The initiative is part of Sustain, a systemwide portfolio focused on helping us achieve our sustainable financial performance goal by optimizing the way we work through resource stewardship and continual process improvement.
Although negotiations are still underway, the team expects to reduce the total number of answering services vendors from 18 to less than five companies — a move that will enhance patient experience and yield several key service improvements along the way.
To achieve this, Montross enlisted the support of systemwide colleagues with call center expertise to better understand what qualities ideal vendors would possess.
“This was where someone like John Gardner, senior director of the Patient Referral Service Center at the Brigham, was so helpful to have on the team. He really helped us understand how to properly evaluate the performance of a service like this” Montross said. “This included things like abandonment rate, which is how often callers hang up, and other quality metrics. Through this process, we found out some of the vendors could not produce the quality metrics we were looking for.”

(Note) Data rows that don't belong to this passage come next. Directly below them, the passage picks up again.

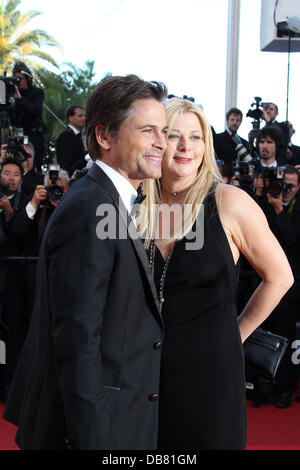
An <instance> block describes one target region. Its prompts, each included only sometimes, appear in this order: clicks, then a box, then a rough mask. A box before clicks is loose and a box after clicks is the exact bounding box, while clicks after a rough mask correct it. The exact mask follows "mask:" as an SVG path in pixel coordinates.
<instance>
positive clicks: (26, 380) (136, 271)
mask: <svg viewBox="0 0 300 470" xmlns="http://www.w3.org/2000/svg"><path fill="white" fill-rule="evenodd" d="M101 204H105V207H106V209H107V208H110V209H111V210H112V212H113V213H115V211H116V214H117V220H116V223H117V224H116V228H117V229H118V228H119V229H120V232H121V236H120V237H118V236H117V237H116V238H115V237H111V238H108V237H105V236H104V239H100V238H101V237H100V238H99V236H100V235H101V234H102V235H104V232H103V231H102V230H101V228H100V226H99V223H100V224H101V221H103V220H104V219H105V216H102V217H101V216H100V215H99V214H100V212H101ZM97 214H98V215H97ZM130 221H131V219H130V217H129V216H128V213H127V212H126V209H125V207H124V206H123V204H122V202H119V195H118V193H117V191H116V189H115V187H114V185H113V184H112V183H111V181H110V179H109V178H108V177H107V176H106V175H105V174H104V173H103V172H102V170H100V168H99V167H98V166H97V165H96V164H94V165H93V167H92V168H91V169H90V171H89V173H88V175H86V176H84V177H83V178H81V179H80V180H79V181H77V182H76V183H75V184H74V185H72V186H71V188H70V189H69V191H68V192H67V193H66V194H65V196H64V198H63V199H62V201H61V202H60V204H59V206H58V207H57V208H56V210H55V212H54V213H53V216H52V217H51V219H50V221H49V223H48V226H47V229H46V232H45V236H44V238H43V243H42V246H41V251H40V261H39V265H38V289H37V296H36V301H35V307H34V311H33V316H32V321H31V325H30V331H29V334H28V337H27V340H26V343H25V348H24V350H23V353H22V356H21V358H20V360H19V364H18V369H17V372H16V375H15V380H14V384H13V387H12V390H11V394H10V397H9V400H8V403H7V406H6V410H5V414H4V417H5V419H7V420H10V421H12V422H13V423H15V424H16V425H17V426H18V432H17V438H16V442H17V443H18V444H19V446H20V447H21V448H24V449H63V448H65V445H66V439H67V441H68V442H69V443H70V445H71V446H72V447H74V448H75V449H96V450H99V449H121V450H126V449H155V448H156V445H157V425H158V401H157V396H156V394H157V393H158V391H159V376H160V355H161V351H160V342H161V337H162V320H161V316H160V313H159V308H158V299H157V293H156V290H155V286H154V284H153V280H152V276H151V271H150V268H149V264H148V259H147V256H146V253H145V250H144V247H143V244H142V242H141V240H140V238H138V237H137V236H136V235H137V233H136V232H135V233H134V231H133V232H132V233H131V235H130V236H128V232H127V231H128V223H129V222H130ZM131 223H132V221H131ZM104 225H105V224H104ZM98 230H100V233H99V231H98ZM97 232H98V236H97ZM117 233H118V230H117ZM122 234H123V235H122Z"/></svg>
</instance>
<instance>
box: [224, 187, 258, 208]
mask: <svg viewBox="0 0 300 470" xmlns="http://www.w3.org/2000/svg"><path fill="white" fill-rule="evenodd" d="M215 198H216V202H217V204H221V205H222V206H224V207H225V208H226V207H227V205H228V206H229V208H232V207H240V206H241V205H243V206H244V205H246V206H247V205H250V206H252V205H253V204H254V205H257V204H256V202H255V201H254V199H253V198H252V197H251V196H250V195H249V194H248V193H247V192H246V191H244V190H243V189H241V188H238V187H237V186H233V185H231V184H225V183H218V184H217V186H216V190H215Z"/></svg>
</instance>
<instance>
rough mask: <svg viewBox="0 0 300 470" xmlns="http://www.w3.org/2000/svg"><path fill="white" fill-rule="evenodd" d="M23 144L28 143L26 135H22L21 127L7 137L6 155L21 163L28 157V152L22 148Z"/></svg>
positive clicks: (23, 148) (21, 130) (22, 132)
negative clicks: (12, 134) (6, 151)
mask: <svg viewBox="0 0 300 470" xmlns="http://www.w3.org/2000/svg"><path fill="white" fill-rule="evenodd" d="M24 145H28V137H27V136H25V135H24V133H23V129H17V130H16V134H15V135H10V136H8V137H7V147H6V151H7V156H8V157H12V158H15V159H16V160H18V161H19V162H20V163H23V162H24V161H25V160H27V158H29V157H30V154H29V153H27V152H26V151H25V150H24V147H23V146H24Z"/></svg>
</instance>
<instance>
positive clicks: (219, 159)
mask: <svg viewBox="0 0 300 470" xmlns="http://www.w3.org/2000/svg"><path fill="white" fill-rule="evenodd" d="M240 139H241V141H242V144H243V145H244V146H245V147H246V148H247V149H248V142H247V141H246V140H245V139H243V138H242V137H240ZM214 149H215V152H216V154H217V157H218V159H219V160H223V161H224V163H225V164H226V165H227V167H228V169H229V171H230V173H231V175H232V174H233V171H232V169H233V162H234V161H235V160H236V158H237V153H236V151H235V144H234V143H233V142H232V139H231V135H230V134H229V132H227V131H224V132H221V133H220V134H215V135H214Z"/></svg>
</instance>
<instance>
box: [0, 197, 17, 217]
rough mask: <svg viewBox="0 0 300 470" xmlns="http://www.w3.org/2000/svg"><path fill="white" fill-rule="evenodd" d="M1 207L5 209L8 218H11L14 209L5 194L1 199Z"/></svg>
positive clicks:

Sandy Skinner, director of the After Hours Call Program, shared valuable insights regarding the quality and safety components, Montross added. Having an answering services partner who understands the importance of this and has specific capabilities was also a consideration.
The team also tapped the expertise of Mass General Brigham’s Third-Party Risk Management and Digital teams to vet vendors’ approaches to business continuity — that is, how they prevent and respond to service outages — and information security. If the teams identified gaps, they asked prospective vendors to implement changes to bring them into compliance with Mass General Brigham’s requirements.
In addition, consolidating these contracts will net an anticipated $400,000 in annual savings for the system.
“Including our own subject-matter experts from across our system is really what has made this project so successful,” Montross said. “Everyone had the system’s best interests in mind, and that’s truly one of the tenets of Sustain.”